The Ancient Naval Ram Casting Project (15 min)


Stephen DeCasien, Texas A&M University; Christopher Dostal, Texas A&M University; and Glenn Grieco, Texas A&M University


The Ancient Naval Ram Casting Project was conducted at Texas A&M University in the Nautical Archaeology program over two years from 2021 to 2023. As the first bronze naval ram cast in over 1,500 years and the only naval ram outside the Mediterranean basin, the purpose of the experimental archaeological project was to better understand the intricate details of ancient Mediterranean naval ram production, a debated and unknown process. The focus of the project was to recreate a trireme-sized bronze naval ram based on the closest and known ancient methods. The project consisted of three major steps with each taking multiple months to complete. The first step of the project was to construct a trireme-sized ramming bow to serve as the beeswax model’s core. The bow was based on a culmination of archaeologically attested ramming bows such as those found inside the Acqualadroni, Athlit, and Egadi rams. The second step of the project involved the use of beeswax to fashion a model of a trireme-sized ram onto the false bow. Using relevant academic scholarship and personal experience working with beeswax, various methods were used to create the beeswax ram model. The final stage of the project comprised casting the entire beeswax model in bronze using the direct lost-wax casting method.
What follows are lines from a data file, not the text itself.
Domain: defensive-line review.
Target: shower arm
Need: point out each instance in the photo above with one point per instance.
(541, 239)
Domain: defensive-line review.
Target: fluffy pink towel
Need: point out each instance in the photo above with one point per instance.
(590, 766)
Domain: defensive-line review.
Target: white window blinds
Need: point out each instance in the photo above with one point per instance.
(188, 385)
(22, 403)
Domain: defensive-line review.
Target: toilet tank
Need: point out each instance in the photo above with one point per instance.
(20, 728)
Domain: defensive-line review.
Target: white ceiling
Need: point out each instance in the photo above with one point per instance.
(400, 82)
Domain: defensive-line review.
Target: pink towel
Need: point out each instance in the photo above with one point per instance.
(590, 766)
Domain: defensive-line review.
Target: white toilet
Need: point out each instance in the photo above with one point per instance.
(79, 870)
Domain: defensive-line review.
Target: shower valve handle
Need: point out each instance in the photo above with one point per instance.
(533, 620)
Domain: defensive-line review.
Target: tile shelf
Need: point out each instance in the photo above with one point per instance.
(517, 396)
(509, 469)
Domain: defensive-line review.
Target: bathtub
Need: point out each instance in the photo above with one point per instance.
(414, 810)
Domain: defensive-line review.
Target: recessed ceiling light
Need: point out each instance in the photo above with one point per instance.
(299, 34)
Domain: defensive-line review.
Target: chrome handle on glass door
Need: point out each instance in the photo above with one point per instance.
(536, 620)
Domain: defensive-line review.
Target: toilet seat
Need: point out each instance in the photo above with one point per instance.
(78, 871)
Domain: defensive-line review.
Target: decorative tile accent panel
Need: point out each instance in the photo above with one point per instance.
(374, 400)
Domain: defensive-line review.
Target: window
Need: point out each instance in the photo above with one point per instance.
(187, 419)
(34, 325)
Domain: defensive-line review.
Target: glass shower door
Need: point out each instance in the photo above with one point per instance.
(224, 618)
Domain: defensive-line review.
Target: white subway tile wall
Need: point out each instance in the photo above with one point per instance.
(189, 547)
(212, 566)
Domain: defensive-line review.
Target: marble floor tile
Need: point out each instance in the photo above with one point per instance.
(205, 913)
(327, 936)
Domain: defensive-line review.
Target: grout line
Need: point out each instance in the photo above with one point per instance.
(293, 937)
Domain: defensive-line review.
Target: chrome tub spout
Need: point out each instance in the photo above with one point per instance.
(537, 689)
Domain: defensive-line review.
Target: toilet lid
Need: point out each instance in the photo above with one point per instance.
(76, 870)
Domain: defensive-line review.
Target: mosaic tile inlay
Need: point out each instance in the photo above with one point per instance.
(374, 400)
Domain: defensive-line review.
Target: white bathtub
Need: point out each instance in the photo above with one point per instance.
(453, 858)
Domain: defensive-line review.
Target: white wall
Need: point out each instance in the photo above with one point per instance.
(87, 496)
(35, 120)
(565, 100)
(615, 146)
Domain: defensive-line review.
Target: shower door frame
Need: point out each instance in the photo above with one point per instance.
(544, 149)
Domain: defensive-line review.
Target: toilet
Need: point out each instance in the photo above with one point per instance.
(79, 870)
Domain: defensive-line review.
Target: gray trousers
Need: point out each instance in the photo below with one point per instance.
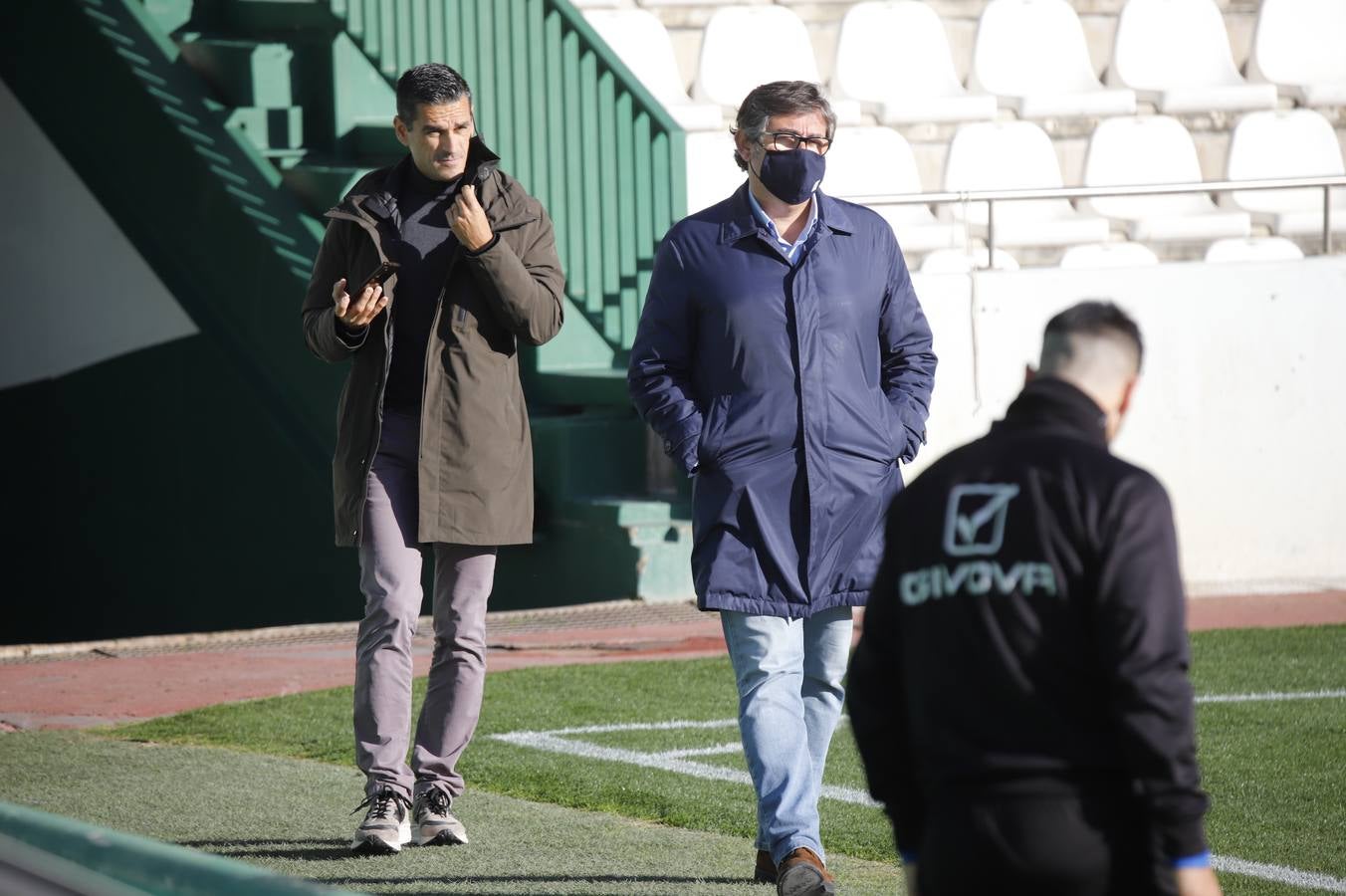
(390, 578)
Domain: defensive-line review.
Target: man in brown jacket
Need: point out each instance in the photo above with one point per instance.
(429, 276)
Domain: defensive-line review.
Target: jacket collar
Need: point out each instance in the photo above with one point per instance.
(1051, 402)
(741, 222)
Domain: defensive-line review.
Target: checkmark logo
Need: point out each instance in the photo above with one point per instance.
(975, 523)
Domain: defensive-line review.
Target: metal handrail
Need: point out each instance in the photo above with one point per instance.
(991, 196)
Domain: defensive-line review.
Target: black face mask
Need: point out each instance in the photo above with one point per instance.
(791, 175)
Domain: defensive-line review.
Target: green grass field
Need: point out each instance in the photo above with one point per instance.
(1276, 770)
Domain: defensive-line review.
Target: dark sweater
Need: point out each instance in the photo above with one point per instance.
(424, 251)
(1027, 628)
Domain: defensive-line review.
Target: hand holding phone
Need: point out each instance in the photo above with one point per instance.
(370, 301)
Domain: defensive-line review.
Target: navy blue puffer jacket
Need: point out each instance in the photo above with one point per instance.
(791, 391)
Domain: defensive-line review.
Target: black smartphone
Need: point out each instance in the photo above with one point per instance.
(379, 276)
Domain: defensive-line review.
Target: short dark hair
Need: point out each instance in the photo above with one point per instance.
(780, 99)
(431, 84)
(1089, 318)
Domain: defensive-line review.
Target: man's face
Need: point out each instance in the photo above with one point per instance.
(806, 124)
(438, 137)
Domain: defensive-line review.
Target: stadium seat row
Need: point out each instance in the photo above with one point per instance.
(1029, 56)
(1017, 155)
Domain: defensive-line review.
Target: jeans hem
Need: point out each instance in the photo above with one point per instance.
(794, 842)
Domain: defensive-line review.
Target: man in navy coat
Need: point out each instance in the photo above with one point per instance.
(785, 362)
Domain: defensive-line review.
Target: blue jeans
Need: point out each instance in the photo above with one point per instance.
(788, 677)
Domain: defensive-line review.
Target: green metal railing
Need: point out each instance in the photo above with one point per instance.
(569, 121)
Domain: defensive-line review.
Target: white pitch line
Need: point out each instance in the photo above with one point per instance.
(723, 750)
(668, 726)
(555, 742)
(1279, 873)
(1270, 696)
(547, 740)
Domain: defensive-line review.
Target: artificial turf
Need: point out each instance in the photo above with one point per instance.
(1276, 770)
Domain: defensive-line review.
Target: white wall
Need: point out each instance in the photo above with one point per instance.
(76, 291)
(1241, 409)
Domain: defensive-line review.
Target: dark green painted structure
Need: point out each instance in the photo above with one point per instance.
(186, 486)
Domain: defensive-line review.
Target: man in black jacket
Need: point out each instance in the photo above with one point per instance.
(1020, 694)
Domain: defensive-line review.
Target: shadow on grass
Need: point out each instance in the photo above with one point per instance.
(538, 879)
(314, 850)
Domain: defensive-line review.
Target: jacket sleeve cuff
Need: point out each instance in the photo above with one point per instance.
(352, 339)
(490, 245)
(684, 452)
(1184, 839)
(1200, 860)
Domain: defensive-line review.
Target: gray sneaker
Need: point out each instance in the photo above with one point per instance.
(432, 823)
(386, 826)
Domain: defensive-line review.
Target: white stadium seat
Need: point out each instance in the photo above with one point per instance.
(1300, 46)
(1298, 142)
(1175, 54)
(1108, 255)
(643, 45)
(879, 161)
(711, 174)
(1253, 249)
(960, 261)
(730, 66)
(1032, 56)
(894, 60)
(1015, 155)
(1155, 149)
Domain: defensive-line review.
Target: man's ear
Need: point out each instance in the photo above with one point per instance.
(741, 144)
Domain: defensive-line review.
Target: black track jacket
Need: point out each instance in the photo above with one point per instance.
(1028, 627)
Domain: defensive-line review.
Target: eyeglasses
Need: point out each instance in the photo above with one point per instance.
(786, 140)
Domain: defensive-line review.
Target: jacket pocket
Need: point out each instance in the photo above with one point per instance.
(712, 429)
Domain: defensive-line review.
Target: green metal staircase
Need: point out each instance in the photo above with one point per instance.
(251, 117)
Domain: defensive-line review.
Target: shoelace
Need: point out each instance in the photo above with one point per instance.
(436, 802)
(382, 804)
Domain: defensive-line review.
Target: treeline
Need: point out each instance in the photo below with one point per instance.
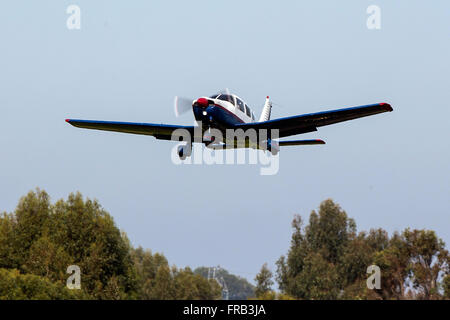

Based on the initial stages of the project, it is safe to assume that in antiquity a trireme-sized naval ram required an average of 40 pounds of beeswax to create a model. It would take as many as three to four skilled craftsmen one to four working days to build one beeswax model, depending on its size and complexity. This reconstruction can better inform us about the time, manpower, and materials needed to create ancient naval rams as well as the socioeconomic implications of building ancient navies.